Our core message is that on-chain reputation is the ultimate use-case for the web3 identity stack, but only so if the desired properties are achieved.
The second part of this series delved deeper into the mathematical properties of optimal reputation functions. We have derived a basic model for game theoretically coherent behavior of effort/reward optimizing agents. We have then shown that there exists such an expressive functional form that enables all core use-cases for persistent reputation.
We are now proceeding to arguably the most challenging part of our exploration - that of defining which technological stack is most optimal for achieving all the properties - mathematical and conceptual - that we have addressed in this series. Cryptographic properties as well as computational feasibility would be the focus of this part.
Brace yourselves for quite a ride, dear reader, as the following text will bring you deep down the rabbit hole of some of the most exotic cryptographic primitives - those that will change the surface and the depth of the internet as we know it.
Let’s get started.
The Setup
Implementing a reputation system that is both private and supports penalties for unwanted behavior (called reputation slashing) is a stiff challenge.
Privacy is essential for Galactica because it deals with encrypted personal data on a public blockchain with publicly viewable transactions. Thus, the design should eliminate any even purely theoretical attack vectors around the system privacy stack.
Reputation slashing is desirable because it can penalize unwanted behavior and enable use cases, such as undercollateralized lending.
As one shall see below, the major unexplored area in designing a holistic web3 reputation system lies in combining privacy and verifiability. When solved for, these two properties combined can enable use-cases that everyone has been speaking of since the very emergence of blockchains as subjects of public discourse, but yet none of which have emerged to-date as production ready systems. To be precise, Galactica is not the first project to attempt to tackle issues such as enabling undercollateralized lending, holistic identity stack or functional on-chain reputation. All these concepts are known, well explored and evidently valuable. But why have none of them really emerged to-date?
Let us offer you a very simple explanation.
Zero-knowledge cryptography (ZKC) and Fully Homomorphic Encryption (FHE) offer great solutions for privacy. They allow proving statements and processing data without disclosing underlying confidential information. But in a practical setup, both of these sets of cryptographic primitives still leak data and these leaks can accumulate over time, thus preventing us from achieving the desired level of privacy. Even if the personal data stays confidential, an outside observer can track the transactions an account has made over time. Selective disclosures through ZK and the contracts an account is frequently interacting with shows which requirements the person owning the account fulfills.
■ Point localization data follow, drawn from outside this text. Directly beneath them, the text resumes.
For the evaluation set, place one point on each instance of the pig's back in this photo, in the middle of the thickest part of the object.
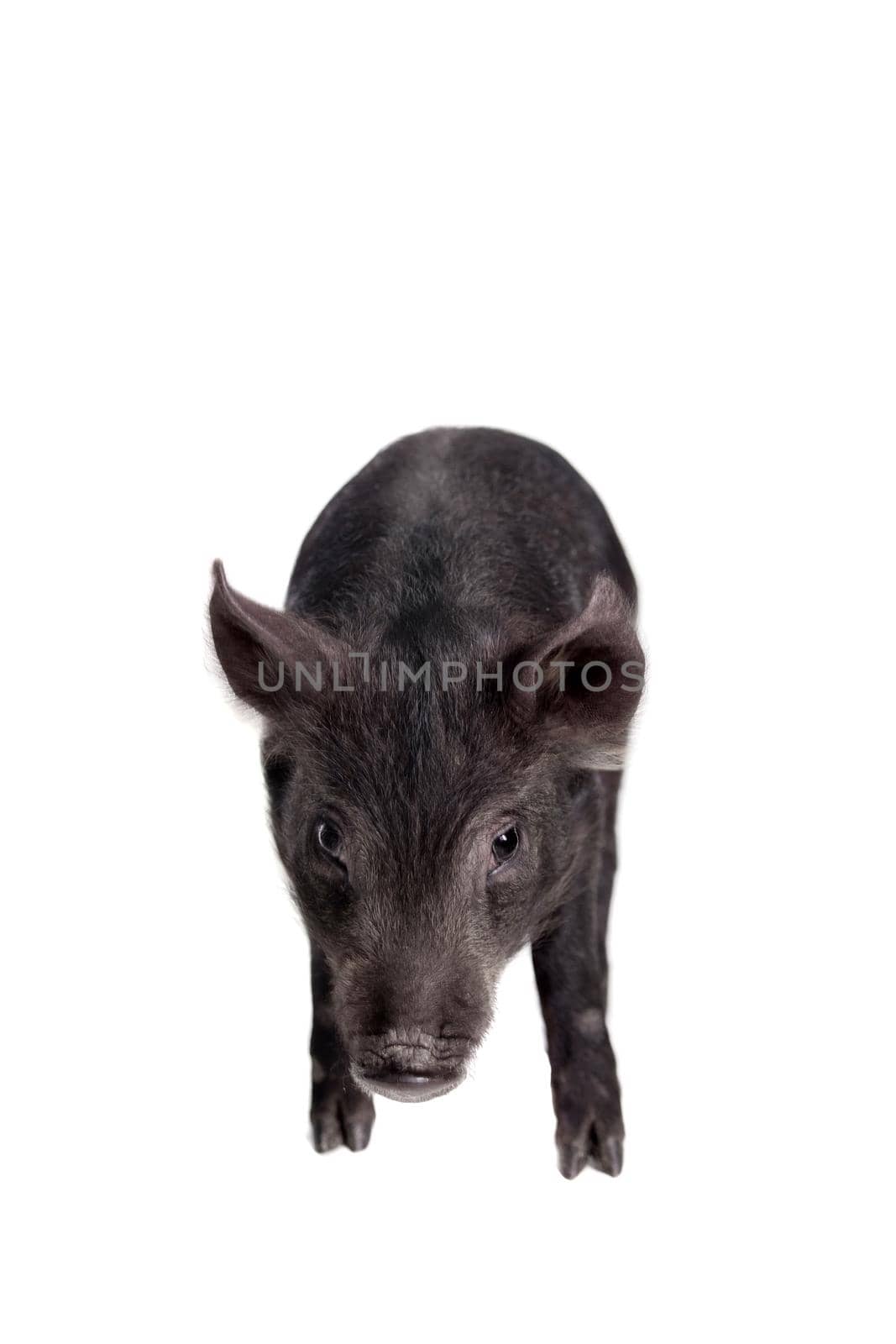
(458, 521)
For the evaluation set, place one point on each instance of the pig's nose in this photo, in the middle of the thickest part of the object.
(407, 1086)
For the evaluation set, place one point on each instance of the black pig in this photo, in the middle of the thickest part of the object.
(446, 701)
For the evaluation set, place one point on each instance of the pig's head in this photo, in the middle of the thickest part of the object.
(429, 831)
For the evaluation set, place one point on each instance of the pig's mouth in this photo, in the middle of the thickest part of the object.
(411, 1066)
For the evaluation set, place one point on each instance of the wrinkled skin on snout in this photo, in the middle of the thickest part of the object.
(427, 837)
(416, 889)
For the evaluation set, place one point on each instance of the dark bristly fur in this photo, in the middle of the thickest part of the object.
(463, 544)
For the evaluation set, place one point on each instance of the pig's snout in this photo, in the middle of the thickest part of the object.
(411, 1025)
(411, 1066)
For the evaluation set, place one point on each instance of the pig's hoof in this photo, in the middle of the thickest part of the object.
(590, 1132)
(604, 1152)
(342, 1115)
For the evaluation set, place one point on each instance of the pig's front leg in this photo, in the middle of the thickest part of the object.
(342, 1113)
(571, 974)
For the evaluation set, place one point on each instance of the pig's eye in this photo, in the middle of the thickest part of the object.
(329, 839)
(506, 846)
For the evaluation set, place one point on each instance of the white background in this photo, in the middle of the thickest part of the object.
(246, 245)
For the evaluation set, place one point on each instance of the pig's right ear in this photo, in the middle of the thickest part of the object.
(258, 647)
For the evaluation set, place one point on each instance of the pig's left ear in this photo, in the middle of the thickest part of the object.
(584, 680)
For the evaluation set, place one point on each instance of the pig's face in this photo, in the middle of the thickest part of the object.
(427, 833)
In the case of sufficiently diverse requirements fulfilled, many properties of a user’s private profile can reliably be inferred by a reasonably equipped outside observer. For example, an account uses a lending platform for Canadian residents only, participates in a DAO for individuals under 20 years, holds a particular NFT, and has sent tokens to an account selling tickets for a specific conference.
All these interactions expose little bits and pieces of a Persistent Identity that can easily be combined to ‘reverse engineer’ the seemingly encrypted digital footprint of a real person behind it.
A promising solution for preventing this kind of unwanted inference is to split on-chain activity over multiple accounts. This ensures that on-chain disclosures and activity do not accumulate into an identifiable profile. However it requires caution on the side of the user - not to link accounts accidentally, e.g., by sending funds between accounts without mixers. These can be easily ameliorated with modern open source libraries and the most basic OpSec practices.
For reputation slashing and the use cases enabled by it, multiple private accounts are a challenge as the data from all accounts may be relevant. Reputation slashing here is a game-theoretical rather than mathematical concept - it would include any use-case where a user has an incentive to conceal a part of one’s Web3 Footprint, such as non-compliance or adverse credit history. For example, to solve for regulatory compliance, a reputation function such as “KYCed user never sent tokens to a sanctioned address” only works if it is enforced to include all accounts. This can be done by maintaining a list of all accounts that share the personal KYC data, identified by the humanID hash, a unique identifier derived from personal data such as name, birthday and nationality. The list needs to consist of encrypted addresses or commitments that the user has to fill out in a ZK proof.
However, there are a few challenges in relation to this approach, when trying to achieve all desired reputation properties.
The Challenges
Combining Reputation Scores Across Accounts
When the user has multiple accounts and the system provides a reputation score for each account, the system should be able to combine those scores into an overall reputation for the owner. Depending on which mathematical primitives the reputation function is using, this might be complicated.
For some reputation functions, it is simple to combine reputation scores of accounts into a total score. One simple example is the reputation function counting transactions to a particular smart contract. The sum of the transaction counts of each account of a user would be the total reputation score. It is always the same, regardless of how the user distributes his activity.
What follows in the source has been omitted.